Mundschutze werden inszeniert wie die Auslagen in Miederwarengeschäften. Keck und lasziv winden sich die Bänder. Es kommt, was kommen musste. Der Mund-Nasen-Schutz ist sexualisiert. Eben das ist ja das entsetzlich Öde am Kapitalismus: dass die gesellschaftlichen Reflexe, die er provoziert, so vorhersehbar sind. Ist es nicht albern? Ich finde Hygiene sollte prüde sein.
Nie hätte ich gedacht, wie wohltuend ich einmal die Hemdsärmeligkeit empfinden würde, selbst die von Herrn Hirmsel von Trinkhalle Hirmsel.
In den Beraterstäben der Behörden überschätzt man in diesen Tagen das Talent der Menschen, einfache Bastelarbeiten selbst zu verrichten, und so ist der Mund-Nasen-Schutz von Herrn Hirmsel eben ein zerrissenes Geschirrtuch, dass mittels Haushaltsgummis irgendwie am Schädel zu befestigen ist oder sein sollte. Herr Hirmsel ist der Mann mit der geschirrtüchernen Maske. Er ist ein Rebell wider die Verfeinerung, er entzieht sich den Kategorien, er ist frei.

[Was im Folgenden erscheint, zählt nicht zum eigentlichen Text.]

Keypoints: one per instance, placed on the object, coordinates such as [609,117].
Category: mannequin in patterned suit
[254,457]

In modischen Kategorien gesprochen ist Herr Hirmsel weder sexy noch cute; es ist nicht unverschämt, das zu sagen. Der Mund-Nasen-Schutz, den Herr Hirmsel trägt, macht ihn allenfalls zum modischen rule breaker. Damit meine ich aber keine frechen ästhetischen Grenzüberschreitungen, die kommende Saison begierig von fashion victims nachgeäfft werden. Nein, Herr Hirmsel ist rule breaker im plumpen, ja, im bedenklichen Sinne: Er trägt den Mund-Nase-Schutz zwar, jedoch bevorzugt mit den Händen. »Das Dingen nervt«, sagt Herr Hirmsel. »Außerdem stört’s beim Rauchen. Hab’s probiert, geht gar nicht.«
Hoppla! Geht-gar-nicht ist wiederum Fachvokabular der Modewelt, ich kenne es von Gesine Stabroth. Aber Herr Hirmsel betont »geht-gar-nicht« auf der ersten Silbe, nicht auf der zweiten. Es sind solche Feinheiten, die den Unterschied machen, in der Mode und in der Rebellion gegen sie.